For more general information, you may consult the following references:
- IRS Form 8283, Donee Information Return
- IRS Publication 526, Charitable Contributions
- IRS Publication 561, Determining the Value of Donated Property
- Land Trust Alliance & the National Trust for Historic Preservation, Appraising Easements: Guidelines for the Valuation of Historic Preservation and Land Conservation Easements, 2nd Ed., Washington, D.C., 1990.
- Small, Stephen J., The Federal Tax Law of Conservation Easements, Land Trust Alliance, Washington, D.C., 1986, Supplement 1989.
What rights does the owner retain?
All rights of ownership, which have not been transferred to the Land Trust, are retained by the current owners. The conservation easement does not restrict the owners' right to sell the property or leave it to their heirs in a will or trust. However, the new owners are bound to recognize and honor the original restrictions placed on the use of the land.
The landowner decides whether or not to allow public access. If a landowner permits public access, it is usually only for a specific area of the property.
What does the land trust do?
As the easement holder, the Land Trust prepares a plan for the stewardship of the property, implements any restoration and enhancement aspects of the plan, supervises any public uses of the property, and monitors the property to ensure that it is adequately protected.
A stewardship fund is created in conjunction with the acceptance of each conservation easement.

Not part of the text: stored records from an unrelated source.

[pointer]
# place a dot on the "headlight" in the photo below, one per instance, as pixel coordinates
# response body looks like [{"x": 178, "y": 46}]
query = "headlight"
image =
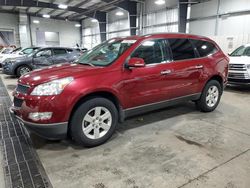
[
  {"x": 54, "y": 87},
  {"x": 9, "y": 61}
]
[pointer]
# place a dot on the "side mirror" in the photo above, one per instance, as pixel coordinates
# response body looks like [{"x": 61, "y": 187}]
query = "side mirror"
[{"x": 135, "y": 62}]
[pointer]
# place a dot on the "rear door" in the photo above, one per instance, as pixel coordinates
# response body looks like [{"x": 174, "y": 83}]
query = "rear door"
[
  {"x": 43, "y": 58},
  {"x": 59, "y": 55},
  {"x": 183, "y": 73}
]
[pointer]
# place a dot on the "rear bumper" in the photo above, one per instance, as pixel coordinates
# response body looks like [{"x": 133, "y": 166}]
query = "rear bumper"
[{"x": 53, "y": 131}]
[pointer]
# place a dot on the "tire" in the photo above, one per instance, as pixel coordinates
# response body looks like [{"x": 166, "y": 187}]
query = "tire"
[
  {"x": 210, "y": 97},
  {"x": 86, "y": 122},
  {"x": 23, "y": 69}
]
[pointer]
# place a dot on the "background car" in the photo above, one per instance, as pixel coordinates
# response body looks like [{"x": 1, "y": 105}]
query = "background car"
[
  {"x": 17, "y": 53},
  {"x": 239, "y": 66},
  {"x": 39, "y": 59}
]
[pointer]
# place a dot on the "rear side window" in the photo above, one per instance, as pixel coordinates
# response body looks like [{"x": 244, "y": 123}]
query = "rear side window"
[
  {"x": 181, "y": 49},
  {"x": 151, "y": 51},
  {"x": 69, "y": 50},
  {"x": 59, "y": 51},
  {"x": 204, "y": 48}
]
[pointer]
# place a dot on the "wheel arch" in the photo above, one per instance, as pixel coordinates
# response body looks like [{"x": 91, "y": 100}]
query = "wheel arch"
[
  {"x": 105, "y": 94},
  {"x": 218, "y": 78}
]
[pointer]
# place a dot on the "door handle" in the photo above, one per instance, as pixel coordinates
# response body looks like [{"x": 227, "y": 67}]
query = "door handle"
[
  {"x": 165, "y": 72},
  {"x": 199, "y": 66}
]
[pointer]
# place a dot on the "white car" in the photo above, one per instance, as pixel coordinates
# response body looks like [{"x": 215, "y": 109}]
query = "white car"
[
  {"x": 17, "y": 53},
  {"x": 239, "y": 66}
]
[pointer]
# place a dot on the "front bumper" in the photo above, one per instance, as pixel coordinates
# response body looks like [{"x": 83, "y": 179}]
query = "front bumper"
[
  {"x": 53, "y": 131},
  {"x": 239, "y": 81}
]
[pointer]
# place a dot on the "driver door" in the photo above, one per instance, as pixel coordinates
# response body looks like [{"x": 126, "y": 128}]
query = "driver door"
[{"x": 43, "y": 58}]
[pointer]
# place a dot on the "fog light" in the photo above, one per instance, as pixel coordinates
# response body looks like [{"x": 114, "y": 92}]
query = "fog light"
[{"x": 36, "y": 116}]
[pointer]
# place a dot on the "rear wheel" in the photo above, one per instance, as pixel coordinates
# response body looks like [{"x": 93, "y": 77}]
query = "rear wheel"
[
  {"x": 210, "y": 96},
  {"x": 24, "y": 69},
  {"x": 94, "y": 122}
]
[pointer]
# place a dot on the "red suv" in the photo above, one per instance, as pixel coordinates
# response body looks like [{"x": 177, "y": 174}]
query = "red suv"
[{"x": 119, "y": 78}]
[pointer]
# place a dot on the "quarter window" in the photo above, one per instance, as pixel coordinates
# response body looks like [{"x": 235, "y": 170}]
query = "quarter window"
[
  {"x": 181, "y": 49},
  {"x": 204, "y": 48},
  {"x": 151, "y": 51}
]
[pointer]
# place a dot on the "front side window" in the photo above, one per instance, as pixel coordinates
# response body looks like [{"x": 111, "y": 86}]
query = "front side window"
[
  {"x": 151, "y": 51},
  {"x": 106, "y": 53},
  {"x": 27, "y": 50},
  {"x": 241, "y": 51},
  {"x": 44, "y": 53},
  {"x": 204, "y": 48},
  {"x": 181, "y": 49}
]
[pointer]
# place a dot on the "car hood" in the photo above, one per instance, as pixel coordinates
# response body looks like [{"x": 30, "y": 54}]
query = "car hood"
[
  {"x": 239, "y": 60},
  {"x": 48, "y": 74}
]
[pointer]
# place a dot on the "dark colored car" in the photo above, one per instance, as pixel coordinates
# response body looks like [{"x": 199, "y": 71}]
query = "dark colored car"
[
  {"x": 39, "y": 59},
  {"x": 119, "y": 78}
]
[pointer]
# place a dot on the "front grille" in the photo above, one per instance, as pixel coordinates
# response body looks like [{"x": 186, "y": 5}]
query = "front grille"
[
  {"x": 18, "y": 102},
  {"x": 22, "y": 89},
  {"x": 238, "y": 75},
  {"x": 237, "y": 67}
]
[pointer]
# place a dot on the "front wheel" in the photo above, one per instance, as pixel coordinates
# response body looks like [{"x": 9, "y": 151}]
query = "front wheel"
[
  {"x": 210, "y": 96},
  {"x": 24, "y": 69},
  {"x": 94, "y": 122}
]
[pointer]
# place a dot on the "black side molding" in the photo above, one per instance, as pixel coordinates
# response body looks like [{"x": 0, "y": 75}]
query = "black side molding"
[{"x": 159, "y": 105}]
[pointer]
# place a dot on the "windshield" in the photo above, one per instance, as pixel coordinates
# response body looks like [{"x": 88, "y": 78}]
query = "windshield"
[
  {"x": 241, "y": 51},
  {"x": 105, "y": 53}
]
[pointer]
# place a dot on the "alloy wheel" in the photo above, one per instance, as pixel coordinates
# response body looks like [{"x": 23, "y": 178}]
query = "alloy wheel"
[
  {"x": 97, "y": 122},
  {"x": 212, "y": 96}
]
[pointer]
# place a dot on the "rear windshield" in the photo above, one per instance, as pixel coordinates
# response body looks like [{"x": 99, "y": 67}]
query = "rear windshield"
[{"x": 241, "y": 51}]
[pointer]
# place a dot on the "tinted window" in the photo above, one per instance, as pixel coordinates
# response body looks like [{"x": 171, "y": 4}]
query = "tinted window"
[
  {"x": 151, "y": 51},
  {"x": 181, "y": 49},
  {"x": 204, "y": 48},
  {"x": 44, "y": 53},
  {"x": 241, "y": 51},
  {"x": 69, "y": 50},
  {"x": 59, "y": 51},
  {"x": 27, "y": 51}
]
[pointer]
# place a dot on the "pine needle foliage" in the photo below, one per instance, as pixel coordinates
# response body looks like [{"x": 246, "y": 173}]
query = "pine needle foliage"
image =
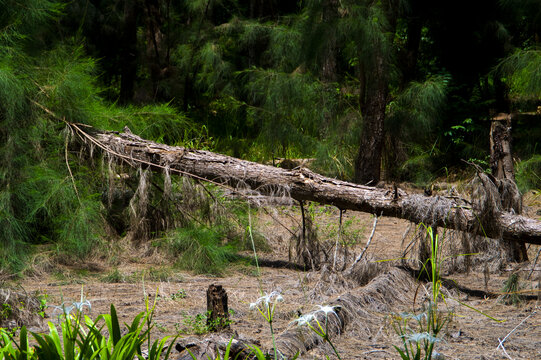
[
  {"x": 522, "y": 71},
  {"x": 49, "y": 194}
]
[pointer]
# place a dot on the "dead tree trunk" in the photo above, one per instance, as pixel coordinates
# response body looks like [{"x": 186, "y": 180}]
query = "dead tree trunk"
[
  {"x": 217, "y": 309},
  {"x": 303, "y": 184},
  {"x": 501, "y": 163}
]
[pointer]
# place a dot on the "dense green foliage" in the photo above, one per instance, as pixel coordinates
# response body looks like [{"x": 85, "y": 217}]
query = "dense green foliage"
[{"x": 255, "y": 79}]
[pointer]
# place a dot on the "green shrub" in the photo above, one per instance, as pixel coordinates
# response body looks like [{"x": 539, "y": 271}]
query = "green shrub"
[
  {"x": 529, "y": 174},
  {"x": 200, "y": 249}
]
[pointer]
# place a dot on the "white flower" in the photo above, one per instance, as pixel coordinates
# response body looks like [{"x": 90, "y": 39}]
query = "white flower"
[
  {"x": 326, "y": 309},
  {"x": 273, "y": 297},
  {"x": 304, "y": 320}
]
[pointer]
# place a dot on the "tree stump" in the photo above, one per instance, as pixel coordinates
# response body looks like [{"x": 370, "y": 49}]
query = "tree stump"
[{"x": 217, "y": 310}]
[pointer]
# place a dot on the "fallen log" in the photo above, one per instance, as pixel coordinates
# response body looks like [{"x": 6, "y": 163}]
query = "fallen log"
[{"x": 304, "y": 185}]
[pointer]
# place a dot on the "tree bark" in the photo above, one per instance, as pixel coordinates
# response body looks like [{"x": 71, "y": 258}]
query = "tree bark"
[
  {"x": 368, "y": 161},
  {"x": 217, "y": 309},
  {"x": 304, "y": 185},
  {"x": 501, "y": 163}
]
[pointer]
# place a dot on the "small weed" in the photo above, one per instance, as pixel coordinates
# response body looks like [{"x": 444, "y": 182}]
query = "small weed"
[
  {"x": 198, "y": 324},
  {"x": 115, "y": 277},
  {"x": 5, "y": 311},
  {"x": 511, "y": 290},
  {"x": 42, "y": 304},
  {"x": 179, "y": 295}
]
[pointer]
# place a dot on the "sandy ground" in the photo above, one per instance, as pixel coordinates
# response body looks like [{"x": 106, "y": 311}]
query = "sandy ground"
[{"x": 470, "y": 334}]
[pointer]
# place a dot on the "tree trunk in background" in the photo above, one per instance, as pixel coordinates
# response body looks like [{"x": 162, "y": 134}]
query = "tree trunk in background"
[
  {"x": 368, "y": 161},
  {"x": 501, "y": 163},
  {"x": 155, "y": 42},
  {"x": 128, "y": 52},
  {"x": 303, "y": 184}
]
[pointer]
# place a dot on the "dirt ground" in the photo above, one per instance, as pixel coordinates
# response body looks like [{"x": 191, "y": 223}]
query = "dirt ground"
[{"x": 470, "y": 334}]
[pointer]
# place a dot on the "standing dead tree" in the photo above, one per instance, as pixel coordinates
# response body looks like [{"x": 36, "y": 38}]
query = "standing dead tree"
[{"x": 304, "y": 185}]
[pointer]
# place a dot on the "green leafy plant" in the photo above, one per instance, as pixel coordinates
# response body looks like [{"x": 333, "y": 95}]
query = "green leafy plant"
[
  {"x": 198, "y": 324},
  {"x": 322, "y": 330},
  {"x": 266, "y": 305},
  {"x": 418, "y": 339}
]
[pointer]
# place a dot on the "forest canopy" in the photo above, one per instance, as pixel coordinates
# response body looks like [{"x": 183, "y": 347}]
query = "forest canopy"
[{"x": 372, "y": 90}]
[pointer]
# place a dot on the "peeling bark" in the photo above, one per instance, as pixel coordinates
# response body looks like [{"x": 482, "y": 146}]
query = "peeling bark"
[{"x": 304, "y": 185}]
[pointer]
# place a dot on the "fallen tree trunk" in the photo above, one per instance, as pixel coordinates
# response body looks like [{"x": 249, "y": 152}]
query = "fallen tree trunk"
[{"x": 304, "y": 185}]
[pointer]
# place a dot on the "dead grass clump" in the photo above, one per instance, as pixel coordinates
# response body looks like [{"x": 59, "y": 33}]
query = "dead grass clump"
[
  {"x": 18, "y": 308},
  {"x": 351, "y": 309}
]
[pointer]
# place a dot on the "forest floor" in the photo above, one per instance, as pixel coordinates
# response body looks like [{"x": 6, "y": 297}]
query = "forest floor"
[{"x": 182, "y": 296}]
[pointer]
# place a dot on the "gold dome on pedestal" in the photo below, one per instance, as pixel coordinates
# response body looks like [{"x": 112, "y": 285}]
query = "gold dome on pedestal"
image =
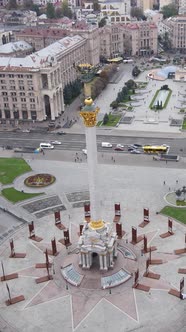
[
  {"x": 96, "y": 224},
  {"x": 88, "y": 101}
]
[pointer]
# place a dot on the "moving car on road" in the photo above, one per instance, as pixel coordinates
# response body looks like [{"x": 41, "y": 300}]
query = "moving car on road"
[
  {"x": 84, "y": 151},
  {"x": 55, "y": 142},
  {"x": 118, "y": 148},
  {"x": 106, "y": 145},
  {"x": 46, "y": 146},
  {"x": 60, "y": 133},
  {"x": 135, "y": 152}
]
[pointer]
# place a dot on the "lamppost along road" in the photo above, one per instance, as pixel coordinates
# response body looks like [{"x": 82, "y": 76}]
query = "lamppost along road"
[{"x": 76, "y": 142}]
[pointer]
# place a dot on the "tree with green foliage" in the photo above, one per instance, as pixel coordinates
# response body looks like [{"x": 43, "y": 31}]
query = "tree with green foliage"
[
  {"x": 166, "y": 41},
  {"x": 136, "y": 71},
  {"x": 105, "y": 119},
  {"x": 96, "y": 6},
  {"x": 130, "y": 84},
  {"x": 27, "y": 4},
  {"x": 66, "y": 11},
  {"x": 36, "y": 9},
  {"x": 114, "y": 104},
  {"x": 12, "y": 4},
  {"x": 137, "y": 12},
  {"x": 50, "y": 10},
  {"x": 169, "y": 10},
  {"x": 59, "y": 12},
  {"x": 102, "y": 22}
]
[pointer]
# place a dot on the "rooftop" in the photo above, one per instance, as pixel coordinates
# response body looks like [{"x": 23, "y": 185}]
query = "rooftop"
[
  {"x": 42, "y": 57},
  {"x": 15, "y": 47}
]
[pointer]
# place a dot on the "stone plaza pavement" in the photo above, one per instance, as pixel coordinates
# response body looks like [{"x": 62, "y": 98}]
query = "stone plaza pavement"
[{"x": 52, "y": 306}]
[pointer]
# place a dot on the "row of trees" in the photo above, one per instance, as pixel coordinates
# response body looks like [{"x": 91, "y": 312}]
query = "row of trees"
[
  {"x": 51, "y": 11},
  {"x": 60, "y": 11},
  {"x": 71, "y": 91},
  {"x": 101, "y": 82},
  {"x": 124, "y": 95}
]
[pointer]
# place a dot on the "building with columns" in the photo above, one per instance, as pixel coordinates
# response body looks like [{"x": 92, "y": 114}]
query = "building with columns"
[
  {"x": 140, "y": 38},
  {"x": 98, "y": 243},
  {"x": 40, "y": 38},
  {"x": 31, "y": 88}
]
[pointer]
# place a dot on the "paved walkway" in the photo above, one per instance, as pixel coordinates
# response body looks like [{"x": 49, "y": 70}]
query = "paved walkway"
[{"x": 53, "y": 306}]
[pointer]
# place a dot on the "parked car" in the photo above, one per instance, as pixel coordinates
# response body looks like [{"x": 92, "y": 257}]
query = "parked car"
[
  {"x": 119, "y": 146},
  {"x": 118, "y": 149},
  {"x": 137, "y": 146},
  {"x": 60, "y": 133},
  {"x": 135, "y": 152},
  {"x": 55, "y": 142},
  {"x": 84, "y": 151},
  {"x": 26, "y": 131}
]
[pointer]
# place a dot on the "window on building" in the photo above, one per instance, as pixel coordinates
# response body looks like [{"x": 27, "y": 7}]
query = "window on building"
[
  {"x": 7, "y": 114},
  {"x": 16, "y": 114},
  {"x": 25, "y": 115},
  {"x": 33, "y": 115}
]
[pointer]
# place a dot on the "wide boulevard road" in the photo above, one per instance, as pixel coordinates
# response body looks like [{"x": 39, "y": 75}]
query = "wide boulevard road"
[{"x": 76, "y": 142}]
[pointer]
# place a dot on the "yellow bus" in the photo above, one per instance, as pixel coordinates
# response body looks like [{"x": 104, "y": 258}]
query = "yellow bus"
[
  {"x": 115, "y": 60},
  {"x": 156, "y": 149}
]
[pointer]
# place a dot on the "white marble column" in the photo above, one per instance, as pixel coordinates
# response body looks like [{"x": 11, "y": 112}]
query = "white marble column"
[
  {"x": 115, "y": 249},
  {"x": 80, "y": 259},
  {"x": 87, "y": 261},
  {"x": 91, "y": 146},
  {"x": 111, "y": 259},
  {"x": 84, "y": 263},
  {"x": 101, "y": 262},
  {"x": 105, "y": 262}
]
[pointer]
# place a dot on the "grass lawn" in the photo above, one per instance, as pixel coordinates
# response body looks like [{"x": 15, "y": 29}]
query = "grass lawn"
[
  {"x": 184, "y": 124},
  {"x": 16, "y": 196},
  {"x": 10, "y": 168},
  {"x": 112, "y": 120},
  {"x": 177, "y": 213},
  {"x": 166, "y": 101}
]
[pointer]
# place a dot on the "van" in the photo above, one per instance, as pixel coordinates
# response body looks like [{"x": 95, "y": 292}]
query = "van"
[
  {"x": 46, "y": 146},
  {"x": 106, "y": 145}
]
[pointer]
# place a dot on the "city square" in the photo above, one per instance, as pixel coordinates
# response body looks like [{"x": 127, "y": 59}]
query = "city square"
[{"x": 57, "y": 303}]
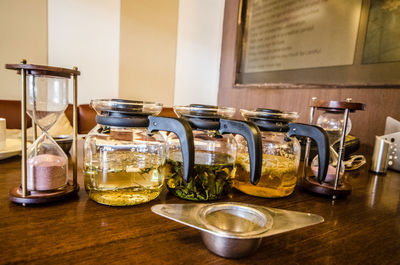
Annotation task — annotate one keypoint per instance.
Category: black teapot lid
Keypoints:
(202, 116)
(270, 119)
(124, 113)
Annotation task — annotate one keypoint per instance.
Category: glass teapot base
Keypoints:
(328, 189)
(123, 197)
(263, 192)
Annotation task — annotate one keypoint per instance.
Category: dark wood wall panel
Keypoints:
(381, 102)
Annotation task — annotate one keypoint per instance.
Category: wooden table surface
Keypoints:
(362, 229)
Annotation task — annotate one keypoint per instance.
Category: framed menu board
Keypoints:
(344, 43)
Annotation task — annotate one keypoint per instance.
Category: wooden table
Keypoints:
(362, 229)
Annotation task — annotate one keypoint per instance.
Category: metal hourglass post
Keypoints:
(341, 148)
(75, 126)
(308, 144)
(23, 132)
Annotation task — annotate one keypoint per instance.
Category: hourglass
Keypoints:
(44, 164)
(337, 124)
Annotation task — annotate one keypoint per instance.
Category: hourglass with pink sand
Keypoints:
(44, 167)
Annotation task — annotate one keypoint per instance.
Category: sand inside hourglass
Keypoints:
(46, 172)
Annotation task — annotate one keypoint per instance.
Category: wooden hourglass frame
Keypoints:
(22, 194)
(310, 183)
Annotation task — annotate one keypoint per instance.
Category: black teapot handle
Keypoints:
(253, 137)
(321, 138)
(184, 132)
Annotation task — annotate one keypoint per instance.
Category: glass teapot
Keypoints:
(125, 154)
(281, 153)
(332, 121)
(215, 153)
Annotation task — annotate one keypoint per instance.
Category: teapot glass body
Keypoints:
(281, 156)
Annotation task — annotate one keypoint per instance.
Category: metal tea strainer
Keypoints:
(234, 230)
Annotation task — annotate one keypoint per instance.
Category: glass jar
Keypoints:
(125, 154)
(215, 153)
(281, 152)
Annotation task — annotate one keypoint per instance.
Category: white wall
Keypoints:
(198, 51)
(23, 35)
(148, 50)
(85, 33)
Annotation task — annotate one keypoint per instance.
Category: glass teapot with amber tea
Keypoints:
(281, 153)
(125, 154)
(215, 153)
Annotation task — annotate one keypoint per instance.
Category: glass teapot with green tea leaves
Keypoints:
(215, 153)
(125, 154)
(281, 153)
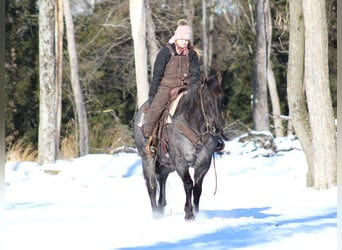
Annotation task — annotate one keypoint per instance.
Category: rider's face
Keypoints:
(182, 43)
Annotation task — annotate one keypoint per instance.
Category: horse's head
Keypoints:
(211, 95)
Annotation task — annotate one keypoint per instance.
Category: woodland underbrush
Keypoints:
(101, 141)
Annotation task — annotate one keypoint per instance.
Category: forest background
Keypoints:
(107, 75)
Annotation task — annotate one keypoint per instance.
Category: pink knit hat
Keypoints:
(183, 31)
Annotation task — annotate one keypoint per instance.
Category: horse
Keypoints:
(192, 138)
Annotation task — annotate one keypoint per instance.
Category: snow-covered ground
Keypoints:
(100, 202)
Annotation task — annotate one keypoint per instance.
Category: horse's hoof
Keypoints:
(189, 217)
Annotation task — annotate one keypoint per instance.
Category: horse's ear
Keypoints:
(219, 77)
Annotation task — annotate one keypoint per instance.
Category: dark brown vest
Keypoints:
(176, 71)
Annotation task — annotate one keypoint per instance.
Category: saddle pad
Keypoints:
(173, 106)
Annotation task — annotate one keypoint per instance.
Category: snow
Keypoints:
(100, 202)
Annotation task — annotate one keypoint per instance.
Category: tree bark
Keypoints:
(205, 37)
(75, 83)
(260, 105)
(137, 16)
(47, 78)
(151, 37)
(316, 80)
(272, 86)
(295, 76)
(59, 31)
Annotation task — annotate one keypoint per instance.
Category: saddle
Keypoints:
(159, 142)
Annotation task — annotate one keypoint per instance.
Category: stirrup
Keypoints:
(220, 145)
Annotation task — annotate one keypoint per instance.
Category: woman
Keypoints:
(176, 64)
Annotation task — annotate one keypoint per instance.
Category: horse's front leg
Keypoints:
(188, 187)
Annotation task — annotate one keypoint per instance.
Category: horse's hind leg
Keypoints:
(188, 187)
(149, 175)
(199, 176)
(162, 194)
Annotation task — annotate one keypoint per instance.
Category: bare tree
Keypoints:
(316, 81)
(151, 37)
(295, 76)
(211, 33)
(59, 32)
(260, 107)
(137, 16)
(75, 83)
(47, 147)
(205, 37)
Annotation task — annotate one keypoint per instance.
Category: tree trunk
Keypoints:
(76, 88)
(137, 16)
(59, 31)
(151, 37)
(260, 106)
(47, 78)
(324, 173)
(211, 33)
(295, 76)
(205, 38)
(272, 87)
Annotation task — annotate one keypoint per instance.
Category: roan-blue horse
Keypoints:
(191, 140)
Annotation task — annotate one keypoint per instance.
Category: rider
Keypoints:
(176, 64)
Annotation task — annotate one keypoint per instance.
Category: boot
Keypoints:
(220, 145)
(149, 148)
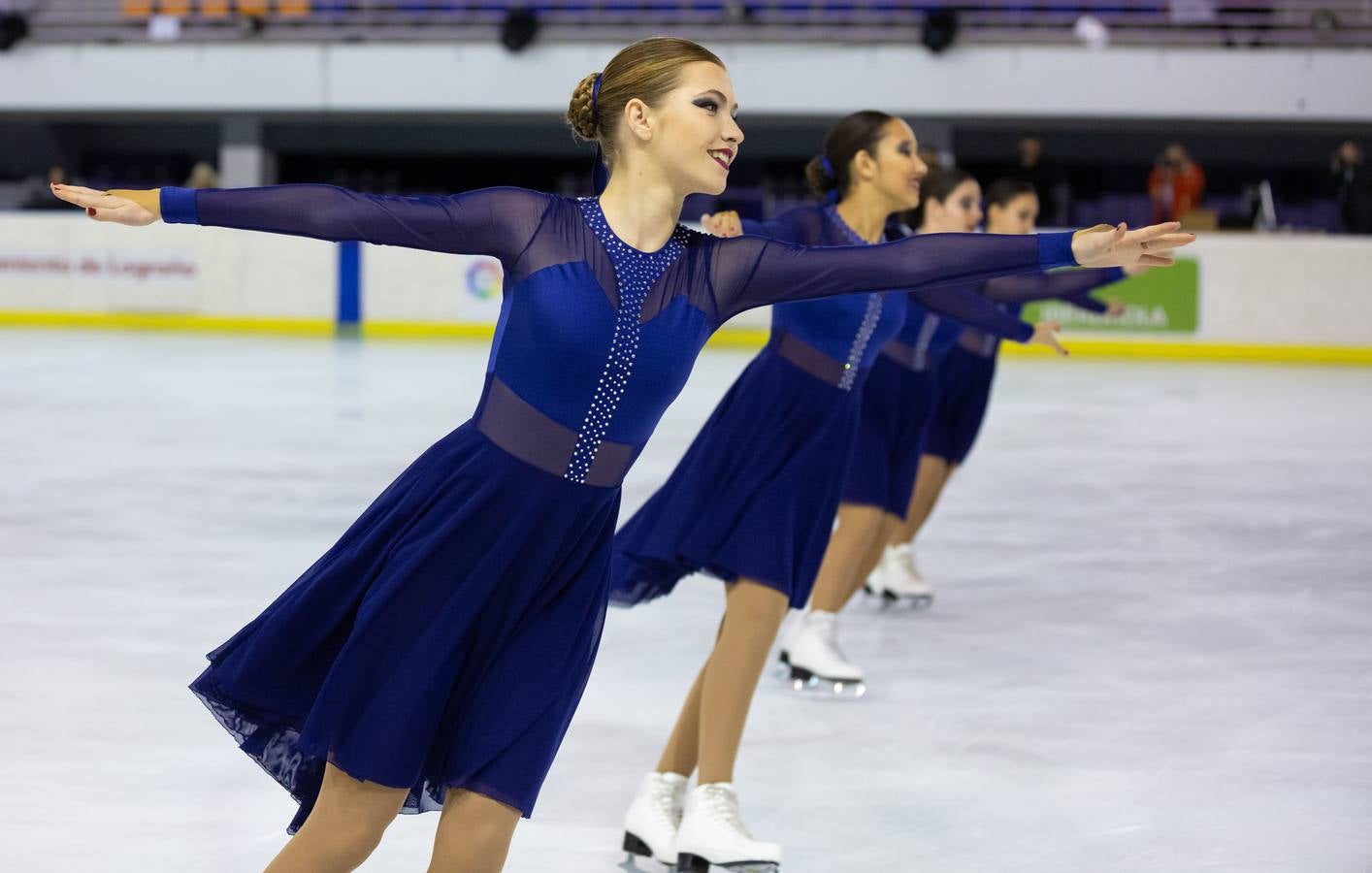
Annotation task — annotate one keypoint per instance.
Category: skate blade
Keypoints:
(637, 850)
(693, 863)
(888, 600)
(805, 683)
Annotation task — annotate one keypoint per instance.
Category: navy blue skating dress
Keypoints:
(444, 640)
(967, 371)
(755, 495)
(897, 405)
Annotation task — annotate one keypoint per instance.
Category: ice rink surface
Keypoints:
(1152, 648)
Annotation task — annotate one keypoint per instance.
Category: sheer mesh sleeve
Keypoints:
(964, 304)
(749, 271)
(795, 225)
(1086, 301)
(1043, 286)
(491, 221)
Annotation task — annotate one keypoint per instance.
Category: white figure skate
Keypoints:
(712, 835)
(897, 579)
(815, 661)
(653, 819)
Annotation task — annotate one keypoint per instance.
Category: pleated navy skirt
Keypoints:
(964, 382)
(442, 642)
(897, 406)
(753, 496)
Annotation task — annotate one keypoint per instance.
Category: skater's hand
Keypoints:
(1119, 246)
(1046, 334)
(132, 208)
(723, 224)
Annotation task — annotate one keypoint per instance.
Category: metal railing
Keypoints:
(1315, 23)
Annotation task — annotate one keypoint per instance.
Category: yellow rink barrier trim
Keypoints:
(1200, 350)
(169, 321)
(742, 338)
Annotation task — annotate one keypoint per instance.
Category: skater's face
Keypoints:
(897, 169)
(960, 211)
(1018, 215)
(692, 133)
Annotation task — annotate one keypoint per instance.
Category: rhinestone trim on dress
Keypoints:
(636, 274)
(870, 317)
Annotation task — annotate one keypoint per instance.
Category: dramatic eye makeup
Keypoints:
(712, 101)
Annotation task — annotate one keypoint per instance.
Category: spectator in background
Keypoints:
(1353, 187)
(42, 198)
(1176, 184)
(203, 176)
(1047, 178)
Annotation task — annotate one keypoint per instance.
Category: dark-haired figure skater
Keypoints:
(752, 501)
(434, 657)
(911, 394)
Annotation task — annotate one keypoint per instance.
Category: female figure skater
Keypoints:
(753, 499)
(434, 657)
(900, 404)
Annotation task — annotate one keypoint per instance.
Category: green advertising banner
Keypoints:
(1156, 303)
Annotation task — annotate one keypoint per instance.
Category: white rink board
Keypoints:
(1278, 290)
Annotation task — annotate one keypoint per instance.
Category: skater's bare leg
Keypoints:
(343, 828)
(929, 482)
(683, 746)
(859, 528)
(752, 615)
(474, 833)
(889, 528)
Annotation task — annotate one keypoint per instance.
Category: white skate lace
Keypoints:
(665, 803)
(826, 626)
(905, 556)
(722, 806)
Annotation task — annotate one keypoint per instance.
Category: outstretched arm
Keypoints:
(751, 271)
(493, 221)
(1046, 286)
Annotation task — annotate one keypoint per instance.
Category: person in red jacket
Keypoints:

It is used for that property to cover future expenses of restoration, monitoring, enforcing compliance with easement restrictions, and underwriting legal defense of the easement protections.
When necessary the Land Trust takes appropriate action to enforce the terms and conditions of the easement by mediation, arbitration or legal action.
Are there tax benefits from granting a conservation easement?
Conservation easements qualify as charitable deductions from income taxes, if certain IRS rules and criteria are satisfied.
To be deductible, an easement must serve conservation purposes by preserving natural habitat, historic sites, unique scenic landscapes, wildlife corridors or connections to other protected parcels, areas of concern for public education or recreation, or open spaces in the vicinity of intense land development. To qualify as a charitable gift, donation of use or development rights through a conservation easement must be granted in perpetuity to a qualified conservation organization.
The gift value, determined by a qualified appraiser hired by the landowner, is the difference between the fair market value of the property before and after the easement is donated.
If tax reduction is an important consideration, the land trust strongly recommends that the landowner consult with a tax advisor before proceeding with an easement.